Unicode and Java versions | Madalin's Blog

While enhancing CATS I recently added a feature to send requests that include single and multi code point emojis. This is a single code point emoji: 🥶, which can be represented in Java as the \uD83E\uDD76 string. The test case is simple: inject emojis within strings and expect that the REST endpoint will sanitize the input and remove them entirely (I appreciate this might not be a valid case for all APIs, but not the focus of this article).

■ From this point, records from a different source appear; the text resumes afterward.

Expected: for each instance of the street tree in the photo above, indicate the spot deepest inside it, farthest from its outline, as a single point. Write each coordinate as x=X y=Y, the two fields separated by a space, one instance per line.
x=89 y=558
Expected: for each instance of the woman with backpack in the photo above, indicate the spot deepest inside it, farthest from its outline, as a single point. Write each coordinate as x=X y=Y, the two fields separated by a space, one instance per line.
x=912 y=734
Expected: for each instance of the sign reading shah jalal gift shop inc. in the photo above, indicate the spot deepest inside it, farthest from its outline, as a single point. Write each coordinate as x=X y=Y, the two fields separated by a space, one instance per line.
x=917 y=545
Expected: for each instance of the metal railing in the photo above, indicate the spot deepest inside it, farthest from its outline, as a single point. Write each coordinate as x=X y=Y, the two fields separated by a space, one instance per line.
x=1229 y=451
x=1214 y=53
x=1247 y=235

I usually recommend that any REST endpoint should sanitize input before validating it and remove special characters. A typical regex for this would be [\p{C}\p{Z}\p{So}]+ (although you should enhance it to allow spaces between words), which means:

p{C} - match Unicode invisible Control Chars (\u000D - carriage return for example)
p{Z} - match Unicode whitespace and invisible separators (\u2028 - line separator for example)
p{So} - matches various symbols that are not math symbols, currency signs, or combining characters; this also includes emojis

I have a test service I use for testing new CATS fuzzers. The idea was to simply use the String’s replaceAll() method to remove all these characters from the String.

So let’s take the following simple code which aims to sanitize a given input:

    public static void main(String... args) {
        String input = "this is a great \uD83E\uDD76 article";
        String output = input.replaceAll("[\\p{C}\\p{So}]+", "");

        System.out.println("input = " + input);
        System.out.println("output = " + output);
    }

While running this with Java 11, I get the following output:

input = this is a great 🥶 article
output = this is a great  article

Which works as expected. The 🥶 emoji was removed from the String as expected.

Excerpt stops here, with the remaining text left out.